[mlpack-git] master: Refactor for new optimizer API. (7df836c)
gitdub at big.cc.gt.atl.ga.us
gitdub at big.cc.gt.atl.ga.us
Tue Jun 16 14:50:52 EDT 2015
Repository : https://github.com/mlpack/mlpack
On branch : master
Link : https://github.com/mlpack/mlpack/compare/9264f7544f7c4d93ff735f00f35b0f5287abf59d...7df836c2f5a2287cda82801ca20f4b4b410cf4e1
>---------------------------------------------------------------
commit 7df836c2f5a2287cda82801ca20f4b4b410cf4e1
Author: Marcus Edel <marcus.edel at fu-berlin.de>
Date: Tue Jun 16 14:41:15 2015 +0200
Refactor for new optimizer API.
>---------------------------------------------------------------
7df836c2f5a2287cda82801ca20f4b4b410cf4e1
src/mlpack/tests/feedforward_network_test.cpp | 103 ++++++++------------------
1 file changed, 31 insertions(+), 72 deletions(-)
diff --git a/src/mlpack/tests/feedforward_network_test.cpp b/src/mlpack/tests/feedforward_network_test.cpp
index be58169..10f1cd2 100644
--- a/src/mlpack/tests/feedforward_network_test.cpp
+++ b/src/mlpack/tests/feedforward_network_test.cpp
@@ -25,7 +25,7 @@
#include <mlpack/methods/ann/performance_functions/sse_function.hpp>
#include <mlpack/methods/ann/performance_functions/cee_function.hpp>
-#include <mlpack/methods/ann/optimizer/steepest_descent.hpp>
+#include <mlpack/methods/ann/optimizer/rmsprop.hpp>
#include <boost/test/unit_test.hpp>
#include "old_boost_test_definitions.hpp"
@@ -40,9 +40,7 @@ BOOST_AUTO_TEST_SUITE(FeedForwardNetworkTest);
* Train and evaluate a vanilla network with the specified structure.
*/
template<
- typename WeightInitRule,
typename PerformanceFunction,
- typename OptimizerType,
typename OutputLayerType,
typename PerformanceFunctionType,
typename MatType = arma::mat,
@@ -55,8 +53,7 @@ void BuildVanillaNetwork(MatType& trainData,
const size_t hiddenLayerSize,
const size_t maxEpochs,
const double classificationErrorThreshold,
- const double ValidationErrorThreshold,
- WeightInitRule weightInitRule = WeightInitRule())

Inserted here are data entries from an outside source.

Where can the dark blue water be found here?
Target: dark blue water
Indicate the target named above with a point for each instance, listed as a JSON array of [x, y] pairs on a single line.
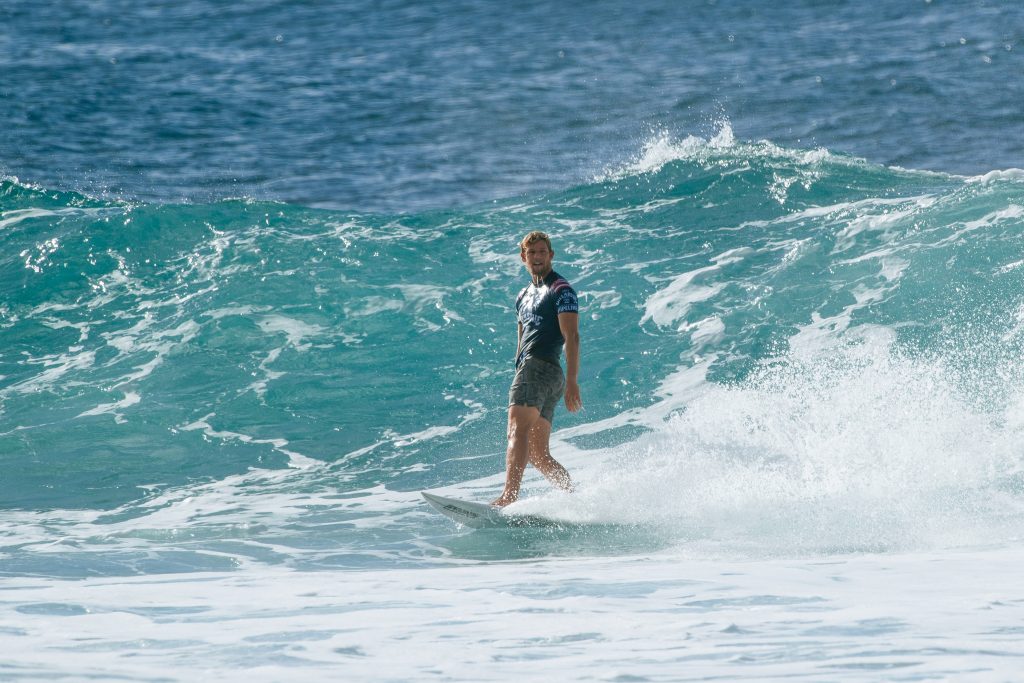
[[398, 107]]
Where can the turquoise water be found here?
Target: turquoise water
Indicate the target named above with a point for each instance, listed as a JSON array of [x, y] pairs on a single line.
[[156, 349]]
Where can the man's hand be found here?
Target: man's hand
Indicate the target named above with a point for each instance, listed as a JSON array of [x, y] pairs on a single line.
[[572, 400]]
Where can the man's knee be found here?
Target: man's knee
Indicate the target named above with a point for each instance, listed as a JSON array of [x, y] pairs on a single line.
[[521, 421]]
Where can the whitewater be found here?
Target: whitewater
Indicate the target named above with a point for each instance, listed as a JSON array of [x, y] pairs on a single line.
[[800, 455]]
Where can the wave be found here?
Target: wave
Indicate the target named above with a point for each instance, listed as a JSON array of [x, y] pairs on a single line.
[[765, 330]]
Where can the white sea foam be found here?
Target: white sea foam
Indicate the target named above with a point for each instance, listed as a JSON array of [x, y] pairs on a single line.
[[623, 619]]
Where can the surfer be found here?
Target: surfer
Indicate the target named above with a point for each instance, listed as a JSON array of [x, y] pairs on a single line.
[[548, 314]]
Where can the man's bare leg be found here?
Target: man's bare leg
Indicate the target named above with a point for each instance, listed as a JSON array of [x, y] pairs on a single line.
[[521, 421], [540, 456]]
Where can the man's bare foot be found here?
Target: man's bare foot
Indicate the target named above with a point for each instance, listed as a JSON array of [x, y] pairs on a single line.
[[503, 500]]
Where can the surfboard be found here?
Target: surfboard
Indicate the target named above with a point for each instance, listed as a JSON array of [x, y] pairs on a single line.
[[481, 515]]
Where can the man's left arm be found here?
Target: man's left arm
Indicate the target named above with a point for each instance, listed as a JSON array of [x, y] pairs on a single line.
[[569, 325]]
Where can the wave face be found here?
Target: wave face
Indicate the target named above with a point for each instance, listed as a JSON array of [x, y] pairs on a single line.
[[784, 351]]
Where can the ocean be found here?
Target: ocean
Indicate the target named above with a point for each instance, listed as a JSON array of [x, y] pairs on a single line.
[[257, 279]]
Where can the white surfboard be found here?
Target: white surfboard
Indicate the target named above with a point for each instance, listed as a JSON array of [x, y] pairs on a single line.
[[481, 515]]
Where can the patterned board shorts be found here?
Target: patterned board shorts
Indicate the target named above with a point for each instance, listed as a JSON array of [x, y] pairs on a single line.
[[540, 384]]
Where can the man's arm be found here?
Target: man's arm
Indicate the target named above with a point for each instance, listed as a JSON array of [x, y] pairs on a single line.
[[569, 325]]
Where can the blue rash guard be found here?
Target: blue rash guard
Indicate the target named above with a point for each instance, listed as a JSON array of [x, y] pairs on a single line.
[[538, 308]]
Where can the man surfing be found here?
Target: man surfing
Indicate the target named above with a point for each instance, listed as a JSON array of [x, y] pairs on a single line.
[[548, 313]]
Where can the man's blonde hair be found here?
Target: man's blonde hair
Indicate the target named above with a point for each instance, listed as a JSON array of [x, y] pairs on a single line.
[[536, 236]]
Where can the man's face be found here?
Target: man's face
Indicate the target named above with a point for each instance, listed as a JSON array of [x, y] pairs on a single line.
[[537, 258]]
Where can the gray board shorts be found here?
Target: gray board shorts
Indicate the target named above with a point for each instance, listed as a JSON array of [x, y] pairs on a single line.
[[539, 384]]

+ const double ValidationErrorThreshold)
{
/*
* Construct a feed forward network with trainData.n_rows input nodes,
@@ -87,30 +84,20 @@ void BuildVanillaNetwork(MatType& trainData,
OutputLayerType outputLayer;
- OptimizerType conOptimizer0(trainData.n_rows, hiddenLayerSize);
- OptimizerType conOptimizer1(1, hiddenLayerSize);
- OptimizerType conOptimizer2(hiddenLayerSize, trainLabels.n_rows);
-
FullConnection<
decltype(inputLayer),
- decltype(hiddenLayer0),
- decltype(conOptimizer0),
- decltype(weightInitRule)>
- layerCon0(inputLayer, hiddenLayer0, conOptimizer0, weightInitRule);
+ decltype(hiddenLayer0)>
+ layerCon0(inputLayer, hiddenLayer0);
FullConnection<
decltype(biasLayer0),
- decltype(hiddenLayer0),
- decltype(conOptimizer1),
- decltype(weightInitRule)>
- layerCon1(biasLayer0, hiddenLayer0, conOptimizer1, weightInitRule);
+ decltype(hiddenLayer0)>
+ layerCon1(biasLayer0, hiddenLayer0);
FullConnection<
decltype(hiddenLayer0),
- decltype(hiddenLayer1),
- decltype(conOptimizer2),
- decltype(weightInitRule)>
- layerCon2(hiddenLayer0, hiddenLayer1, conOptimizer2, weightInitRule);
+ decltype(hiddenLayer1)>
+ layerCon2(hiddenLayer0, hiddenLayer1);
auto module0 = std::tie(layerCon0, layerCon1);
auto module1 = std::tie(layerCon2);
@@ -159,23 +146,16 @@ BOOST_AUTO_TEST_CASE(VanillaNetworkTest)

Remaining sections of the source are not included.